The rating agency’s report is an annual update to the markets and does not constitute a rating action.
Moody’s determines a country’s sovereign rating by assessing it on the basis of four key factors – economic strength, institutional strength, government financial strength and susceptibility to event risk – as well as the interplay between them.
Montenegro’s ‘low’ economic strength assessment is based on the economy’s small size, limited diversification and lack of domestic savings to fund investment. GDP growth decelerated to 0.5% in 2012 from 2.5% in 2011, largely due to poor metals sector output. Moody’s expects growth to recover to 1.5% in 2013, still below the 6 -7% average growth the country recorded in the five years preceding the global financial crisis.
Due to slower GDP growth in the last few years, Montenegro’s government tax revenues have fallen as a percentage of GDP, and the government has faced unanticipated expenses. As budget surpluses turned into deficits, government debt rose to 51% in 2012 from 29% of GDP in 2008. Moody’s assesses Montenegro’s government financial strength as ‘moderate’, noting that fiscal metrics have weakened in recent years, although debt sustainability indicators remain within the range for similarly rated countries. The government has undertaken expenditure control measures in 2012. These, coupled with a slow recovery in growth over the next two years, are expected to stabilize fiscal metrics over the medium term.
Montenegro has been independent since 2006. After applying to join the EU in December 2008, authorities have implemented several measures to strengthen judicial and administrative capacity to meet EU requirements.
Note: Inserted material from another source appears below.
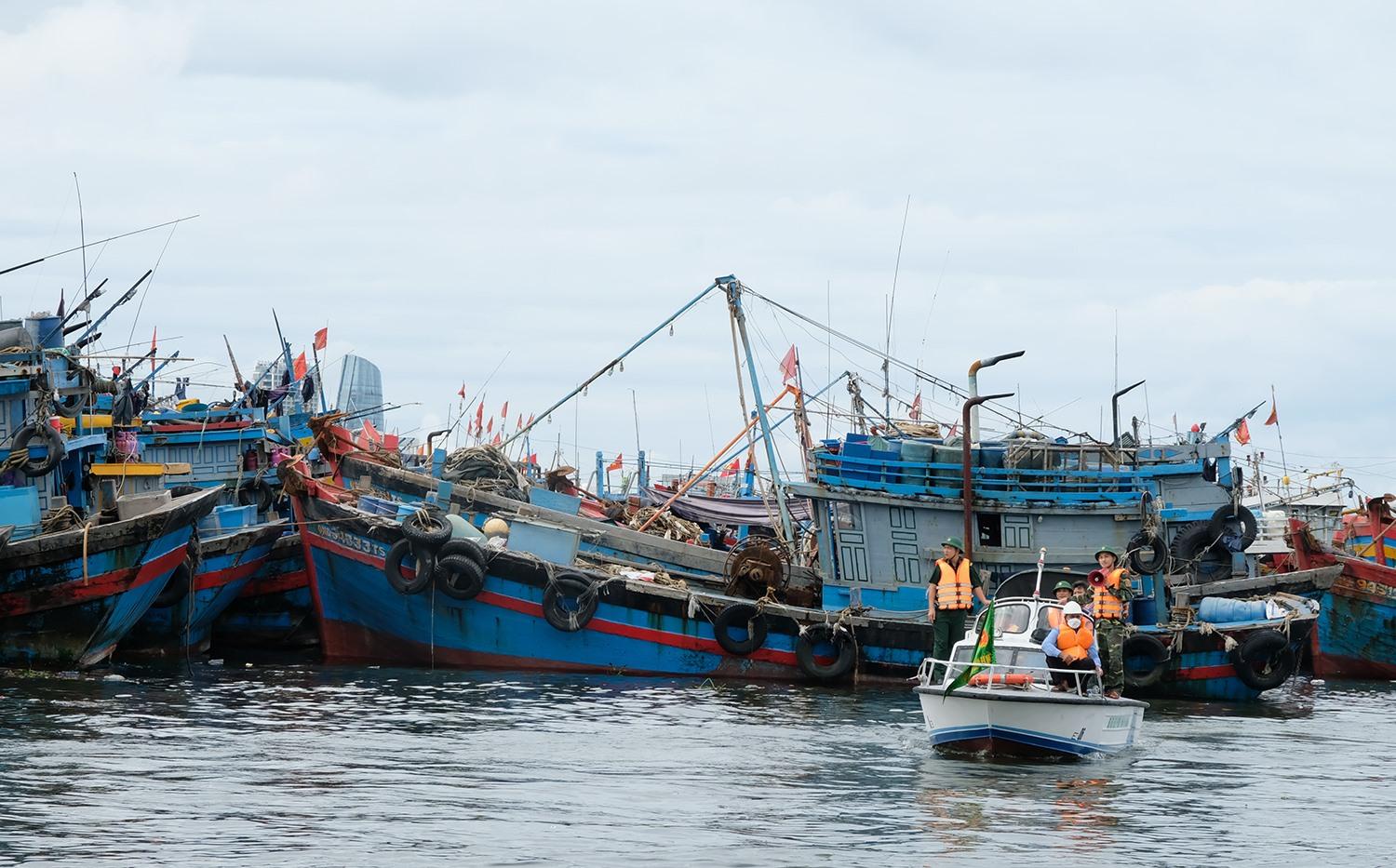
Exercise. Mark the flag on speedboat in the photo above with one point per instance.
(983, 653)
Montenegro’s ‘moderate’ institutional strength assessment anticipates that additional measures undertaken during the EU accession process, which began in 2012, could facilitate growth, trade and investment over the medium term.
Montenegro’s Ba3 rating could face downward pressure if the outlook for government finances and balance of payments deteriorated significantly, and if there was a reversal of recent efforts at fiscal consolidation and institutional strengthening. Signs that banking sector risks threaten financial stability or medium-term growth could also put downward pressure on the rating.
Conversely, upward pressure on Montenegro’s rating could come from a significant improvement in fiscal metrics and domestic savings, accompanied by a narrowing of the current account deficit. Montenegro’s credit profile would also benefit if the economy’s international competitiveness rose substantially, paving the way for accelerated growth and an improved balance-of-payments outlook.